In summary then, caching is an integral part of all computing devices
from CPU, to hard disk, to the World Wide Web, all of which depend
on it for efficient flow of data. It is not reasonable to seek to
reduce the effectiveness of the Internet architecture or its underlying
mechanisms because one wishes to apply a transposed cpm business model
(see also: http://www.pbs.org/cringely/pulpit/pulpit19990923.html).
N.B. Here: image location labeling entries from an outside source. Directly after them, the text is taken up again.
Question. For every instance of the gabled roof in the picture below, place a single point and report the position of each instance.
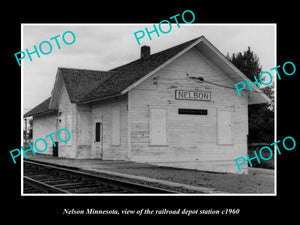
(40, 109)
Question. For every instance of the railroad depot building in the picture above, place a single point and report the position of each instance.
(172, 108)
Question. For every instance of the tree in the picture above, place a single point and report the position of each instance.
(261, 116)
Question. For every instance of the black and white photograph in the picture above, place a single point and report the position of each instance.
(149, 111)
(145, 109)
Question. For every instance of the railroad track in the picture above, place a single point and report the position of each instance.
(44, 178)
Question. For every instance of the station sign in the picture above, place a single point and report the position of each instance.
(192, 95)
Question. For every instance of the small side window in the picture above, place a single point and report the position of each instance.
(98, 132)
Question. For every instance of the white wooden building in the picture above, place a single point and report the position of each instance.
(177, 107)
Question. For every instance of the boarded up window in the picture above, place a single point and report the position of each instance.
(68, 125)
(224, 124)
(98, 132)
(116, 126)
(158, 126)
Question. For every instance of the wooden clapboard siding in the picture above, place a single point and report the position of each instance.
(67, 120)
(103, 110)
(191, 138)
(44, 125)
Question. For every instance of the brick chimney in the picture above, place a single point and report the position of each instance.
(145, 52)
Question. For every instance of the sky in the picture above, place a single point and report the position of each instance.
(105, 46)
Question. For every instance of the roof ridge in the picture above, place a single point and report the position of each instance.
(98, 85)
(160, 52)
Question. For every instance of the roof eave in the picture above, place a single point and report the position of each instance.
(100, 98)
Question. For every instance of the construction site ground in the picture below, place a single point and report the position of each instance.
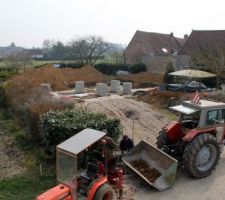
(148, 120)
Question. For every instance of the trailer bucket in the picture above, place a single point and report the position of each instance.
(154, 166)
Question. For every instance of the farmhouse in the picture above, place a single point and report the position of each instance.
(156, 50)
(205, 49)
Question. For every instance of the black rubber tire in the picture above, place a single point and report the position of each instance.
(191, 152)
(162, 139)
(103, 191)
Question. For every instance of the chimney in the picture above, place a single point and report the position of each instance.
(186, 36)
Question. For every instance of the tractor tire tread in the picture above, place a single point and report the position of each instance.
(191, 151)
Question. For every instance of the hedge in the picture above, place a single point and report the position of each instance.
(57, 126)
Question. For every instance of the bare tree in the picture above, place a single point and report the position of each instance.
(87, 50)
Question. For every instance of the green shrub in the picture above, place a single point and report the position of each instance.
(58, 126)
(140, 67)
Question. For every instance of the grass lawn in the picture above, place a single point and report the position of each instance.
(26, 186)
(38, 63)
(29, 184)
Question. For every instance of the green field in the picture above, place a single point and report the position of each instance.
(27, 185)
(38, 63)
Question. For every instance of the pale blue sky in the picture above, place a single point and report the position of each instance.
(29, 22)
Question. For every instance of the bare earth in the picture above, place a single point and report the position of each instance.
(147, 121)
(147, 124)
(10, 157)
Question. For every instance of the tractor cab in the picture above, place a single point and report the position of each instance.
(202, 115)
(197, 138)
(78, 174)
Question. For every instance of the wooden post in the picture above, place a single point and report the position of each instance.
(133, 131)
(41, 172)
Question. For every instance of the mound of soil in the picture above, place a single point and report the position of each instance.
(10, 157)
(143, 78)
(163, 98)
(58, 78)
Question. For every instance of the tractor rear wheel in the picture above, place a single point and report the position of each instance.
(105, 192)
(162, 140)
(201, 155)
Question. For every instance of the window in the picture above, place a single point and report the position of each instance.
(215, 117)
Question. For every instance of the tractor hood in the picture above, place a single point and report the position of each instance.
(184, 109)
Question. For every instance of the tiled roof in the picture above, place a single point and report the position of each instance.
(203, 40)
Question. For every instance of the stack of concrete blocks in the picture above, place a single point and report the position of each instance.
(115, 86)
(127, 86)
(46, 88)
(101, 89)
(79, 87)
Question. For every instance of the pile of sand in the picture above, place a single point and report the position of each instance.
(139, 79)
(57, 77)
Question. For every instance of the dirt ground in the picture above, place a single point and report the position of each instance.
(146, 121)
(147, 124)
(10, 157)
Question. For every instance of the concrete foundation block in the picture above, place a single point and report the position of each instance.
(115, 86)
(79, 87)
(101, 89)
(46, 87)
(127, 86)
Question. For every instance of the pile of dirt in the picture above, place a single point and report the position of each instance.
(164, 98)
(58, 78)
(10, 157)
(150, 173)
(86, 73)
(143, 78)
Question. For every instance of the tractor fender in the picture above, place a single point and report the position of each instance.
(173, 131)
(189, 136)
(94, 187)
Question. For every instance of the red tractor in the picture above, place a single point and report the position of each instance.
(97, 181)
(197, 139)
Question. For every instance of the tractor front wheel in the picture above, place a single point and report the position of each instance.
(105, 192)
(201, 155)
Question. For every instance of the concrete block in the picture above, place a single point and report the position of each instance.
(79, 87)
(115, 86)
(127, 86)
(46, 87)
(101, 89)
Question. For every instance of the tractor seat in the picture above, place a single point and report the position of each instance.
(90, 172)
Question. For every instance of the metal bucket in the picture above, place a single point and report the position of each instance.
(154, 166)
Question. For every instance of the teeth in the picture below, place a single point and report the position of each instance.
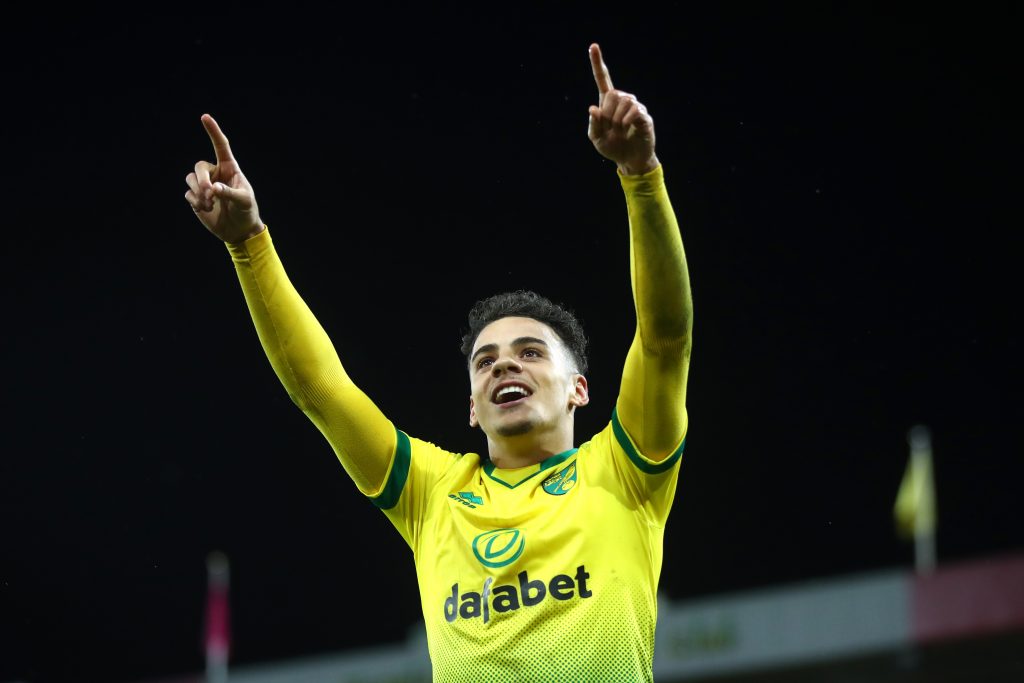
(511, 390)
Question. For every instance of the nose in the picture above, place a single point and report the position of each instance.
(505, 364)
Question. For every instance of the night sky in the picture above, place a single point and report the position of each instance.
(848, 185)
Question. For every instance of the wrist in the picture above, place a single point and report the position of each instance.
(251, 233)
(639, 168)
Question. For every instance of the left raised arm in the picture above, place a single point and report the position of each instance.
(652, 397)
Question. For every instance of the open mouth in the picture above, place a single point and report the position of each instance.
(508, 394)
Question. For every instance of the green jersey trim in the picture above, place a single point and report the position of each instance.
(388, 498)
(642, 463)
(488, 467)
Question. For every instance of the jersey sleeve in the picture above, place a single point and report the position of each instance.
(308, 367)
(412, 484)
(649, 423)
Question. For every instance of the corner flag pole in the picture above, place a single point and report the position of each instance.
(217, 637)
(915, 508)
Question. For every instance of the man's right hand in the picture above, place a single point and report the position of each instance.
(219, 194)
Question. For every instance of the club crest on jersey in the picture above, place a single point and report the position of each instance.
(560, 482)
(499, 547)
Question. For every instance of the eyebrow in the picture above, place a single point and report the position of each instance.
(518, 341)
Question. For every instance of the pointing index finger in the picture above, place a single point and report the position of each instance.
(601, 76)
(218, 138)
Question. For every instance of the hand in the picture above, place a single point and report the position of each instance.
(620, 126)
(219, 194)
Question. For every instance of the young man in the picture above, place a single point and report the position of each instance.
(539, 561)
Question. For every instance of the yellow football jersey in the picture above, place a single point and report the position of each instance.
(546, 572)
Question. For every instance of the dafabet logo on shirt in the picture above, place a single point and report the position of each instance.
(499, 548)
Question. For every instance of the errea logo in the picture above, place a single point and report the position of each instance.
(467, 498)
(561, 481)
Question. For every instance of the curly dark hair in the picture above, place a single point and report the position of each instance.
(528, 304)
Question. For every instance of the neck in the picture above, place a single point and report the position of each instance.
(529, 449)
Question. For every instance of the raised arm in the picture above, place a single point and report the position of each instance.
(297, 346)
(652, 395)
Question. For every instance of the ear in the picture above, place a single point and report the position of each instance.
(581, 393)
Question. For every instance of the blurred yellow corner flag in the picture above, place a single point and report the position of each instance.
(914, 508)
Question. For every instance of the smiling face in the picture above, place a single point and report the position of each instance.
(523, 381)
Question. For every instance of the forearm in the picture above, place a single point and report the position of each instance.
(657, 266)
(307, 365)
(651, 403)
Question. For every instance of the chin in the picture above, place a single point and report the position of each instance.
(515, 429)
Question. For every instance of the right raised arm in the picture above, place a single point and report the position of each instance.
(299, 349)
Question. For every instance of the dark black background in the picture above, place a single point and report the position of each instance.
(847, 181)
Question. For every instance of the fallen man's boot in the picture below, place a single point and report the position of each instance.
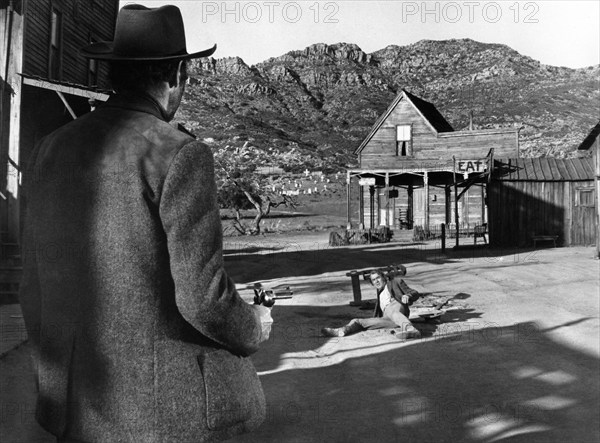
(350, 328)
(411, 332)
(333, 332)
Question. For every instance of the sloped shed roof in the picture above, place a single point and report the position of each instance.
(591, 138)
(543, 169)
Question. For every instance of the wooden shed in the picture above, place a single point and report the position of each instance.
(530, 197)
(44, 82)
(416, 170)
(592, 143)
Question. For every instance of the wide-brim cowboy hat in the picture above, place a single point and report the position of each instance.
(146, 34)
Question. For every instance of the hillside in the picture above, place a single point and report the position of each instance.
(320, 102)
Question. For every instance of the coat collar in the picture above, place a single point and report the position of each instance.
(141, 103)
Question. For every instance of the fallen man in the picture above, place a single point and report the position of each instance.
(392, 310)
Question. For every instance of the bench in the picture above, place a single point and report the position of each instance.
(390, 270)
(537, 238)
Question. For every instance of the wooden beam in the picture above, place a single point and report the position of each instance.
(64, 100)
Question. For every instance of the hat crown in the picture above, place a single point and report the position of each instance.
(149, 32)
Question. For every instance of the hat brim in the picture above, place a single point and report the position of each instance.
(105, 51)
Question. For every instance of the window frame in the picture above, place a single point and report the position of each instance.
(55, 36)
(404, 147)
(578, 199)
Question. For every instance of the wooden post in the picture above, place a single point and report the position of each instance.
(361, 203)
(348, 218)
(354, 277)
(387, 199)
(372, 203)
(443, 238)
(483, 218)
(426, 205)
(455, 199)
(409, 209)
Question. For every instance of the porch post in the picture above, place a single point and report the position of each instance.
(348, 199)
(387, 199)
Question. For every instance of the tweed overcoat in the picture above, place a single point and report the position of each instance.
(137, 332)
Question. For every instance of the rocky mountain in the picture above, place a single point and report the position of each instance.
(322, 101)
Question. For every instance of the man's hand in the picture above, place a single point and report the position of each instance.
(264, 314)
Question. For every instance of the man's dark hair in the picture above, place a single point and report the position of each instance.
(379, 272)
(132, 76)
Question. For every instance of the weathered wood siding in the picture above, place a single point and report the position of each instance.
(427, 144)
(469, 205)
(81, 20)
(520, 209)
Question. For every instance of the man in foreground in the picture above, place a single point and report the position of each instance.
(138, 334)
(391, 310)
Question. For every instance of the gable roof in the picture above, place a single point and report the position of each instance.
(426, 110)
(543, 169)
(430, 113)
(591, 138)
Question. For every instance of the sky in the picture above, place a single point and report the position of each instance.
(558, 33)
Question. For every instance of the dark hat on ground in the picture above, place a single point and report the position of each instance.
(146, 34)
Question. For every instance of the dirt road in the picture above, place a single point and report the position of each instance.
(516, 360)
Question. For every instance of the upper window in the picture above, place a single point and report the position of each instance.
(55, 43)
(92, 66)
(585, 197)
(403, 140)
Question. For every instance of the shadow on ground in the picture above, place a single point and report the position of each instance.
(278, 258)
(510, 384)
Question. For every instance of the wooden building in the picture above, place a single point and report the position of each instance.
(592, 143)
(45, 82)
(414, 169)
(549, 197)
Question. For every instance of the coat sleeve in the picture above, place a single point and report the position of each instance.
(205, 296)
(29, 289)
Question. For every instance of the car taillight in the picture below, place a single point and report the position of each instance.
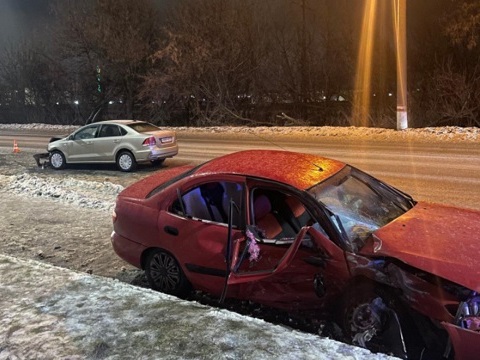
(149, 141)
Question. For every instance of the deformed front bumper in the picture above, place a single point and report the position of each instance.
(42, 159)
(465, 343)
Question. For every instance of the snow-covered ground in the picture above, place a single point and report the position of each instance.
(54, 313)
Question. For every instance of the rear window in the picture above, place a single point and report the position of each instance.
(142, 127)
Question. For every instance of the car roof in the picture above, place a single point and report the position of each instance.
(295, 169)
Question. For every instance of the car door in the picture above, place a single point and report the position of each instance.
(81, 146)
(107, 140)
(196, 229)
(287, 260)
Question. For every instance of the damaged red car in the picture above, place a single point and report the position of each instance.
(312, 235)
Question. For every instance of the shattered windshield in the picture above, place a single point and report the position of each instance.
(359, 204)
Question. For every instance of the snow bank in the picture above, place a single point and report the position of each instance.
(55, 313)
(81, 193)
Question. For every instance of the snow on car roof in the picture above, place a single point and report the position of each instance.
(296, 169)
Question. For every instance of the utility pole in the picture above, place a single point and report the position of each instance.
(400, 14)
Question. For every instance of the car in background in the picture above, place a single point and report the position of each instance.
(315, 236)
(125, 143)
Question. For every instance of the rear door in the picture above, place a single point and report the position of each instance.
(288, 258)
(81, 147)
(108, 138)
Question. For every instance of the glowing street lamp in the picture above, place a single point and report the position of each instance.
(400, 18)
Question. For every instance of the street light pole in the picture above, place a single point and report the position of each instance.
(400, 16)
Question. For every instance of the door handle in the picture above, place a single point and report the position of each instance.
(171, 230)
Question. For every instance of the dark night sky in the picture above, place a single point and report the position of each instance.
(19, 18)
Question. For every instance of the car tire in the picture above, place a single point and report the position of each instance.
(165, 274)
(157, 162)
(126, 161)
(57, 160)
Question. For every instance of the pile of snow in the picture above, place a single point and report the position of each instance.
(54, 313)
(81, 193)
(441, 133)
(445, 133)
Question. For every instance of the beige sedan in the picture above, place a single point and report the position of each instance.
(122, 142)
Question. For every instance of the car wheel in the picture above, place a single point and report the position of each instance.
(157, 162)
(126, 161)
(371, 319)
(57, 160)
(165, 274)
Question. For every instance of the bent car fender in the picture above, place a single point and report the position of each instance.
(466, 343)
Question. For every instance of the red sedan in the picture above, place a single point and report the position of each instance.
(310, 234)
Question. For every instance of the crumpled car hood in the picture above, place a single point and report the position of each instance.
(441, 240)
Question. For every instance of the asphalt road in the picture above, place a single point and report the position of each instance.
(442, 172)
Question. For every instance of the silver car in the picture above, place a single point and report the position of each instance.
(123, 142)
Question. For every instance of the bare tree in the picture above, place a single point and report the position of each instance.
(463, 26)
(110, 41)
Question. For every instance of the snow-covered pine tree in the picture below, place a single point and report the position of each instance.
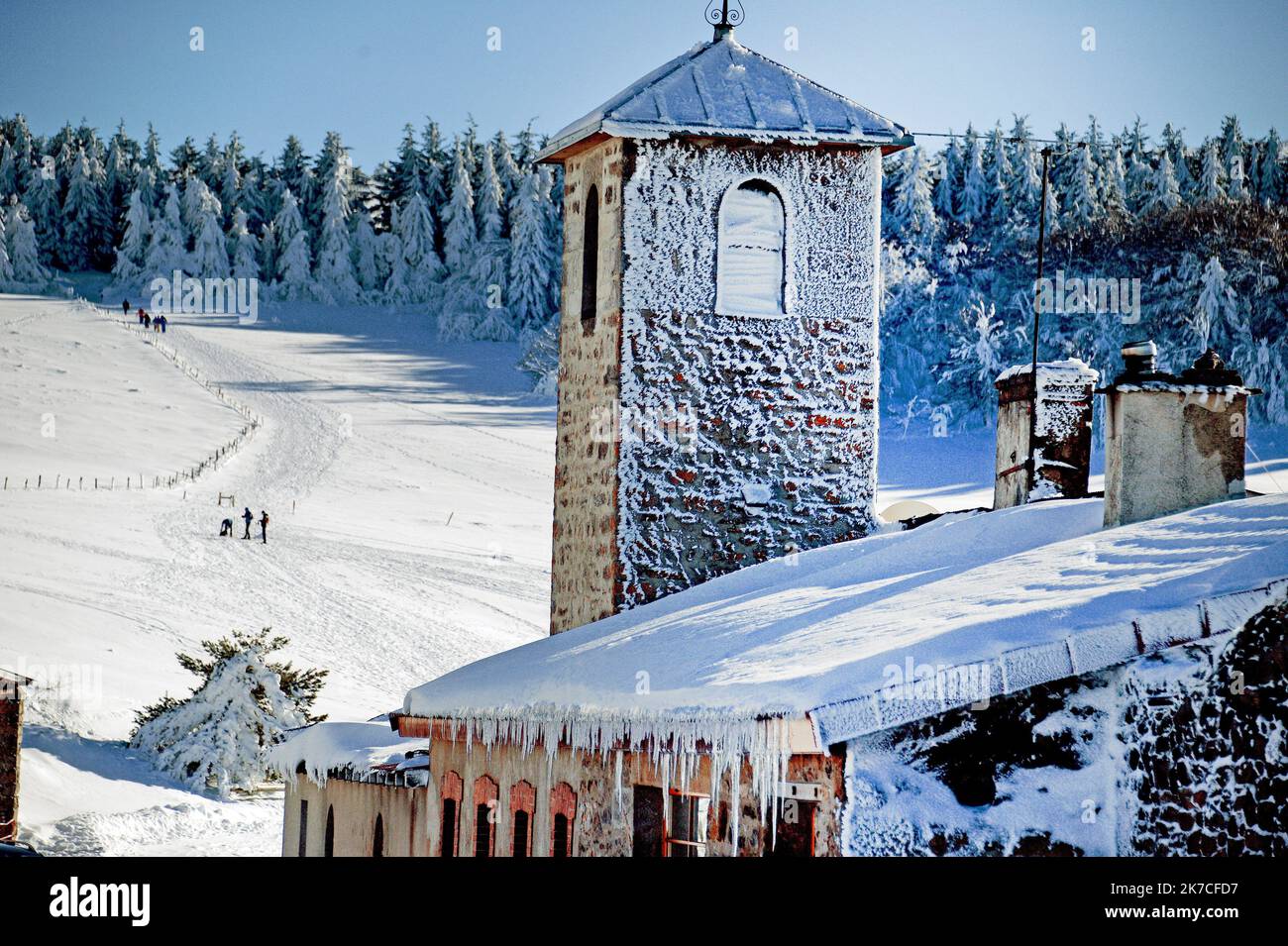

Ultimately good Internet user experience will benefit everyone including
both publishers and advertisers.
- Can web caching be used to pre-emptively download
frequently viewed pages at off hours?
Some web browsers have a subscription function that allows users
to automate downloads of certain web pages. The user simply indicates
a frequency and a time of day for their preferred pages to be downloaded
from the originating site. This subscription feature is generally
favored by dial-up users wishing to browse their preferred site without
constantly redialing their ISP. However, automated downloads can also
be combined with a LAN based web caching server to reduce bandwidth
usage at peak periods.
Consider a company with several people who read the same web pages
on a daily basis. The administrator could program a browser to download
the most popular pages daily at 5:00 AM, causing them to be cached
by the LAN based web caching server. LAN users viewing the pages at
peak traffic times later in the day would avoid using bandwidth to
the Internet, experience improved response times and lower overall
congestion for other users.
- Conclusion
The view is commonly held among Internet architects that web caching
is beneficial if not essential to network efficiency. As was mentioned
in part one, growth of the Internet is outpacing Moore's Law. The
complexity of a network increases roughly in proportion to the square
of the number of nodes. The resulting exponential increase in complexity
is multiplied by already exponential growth. Parkinson's
Law is against us. No experimental, mathematical or theoretical
model of Internet growth will allow us to be optimistic about bandwidth
availability solving congestion problems. These problems can only
be solved through more intelligent bandwidth and resource management
strategies. Without web caching, such strategies would be crippled.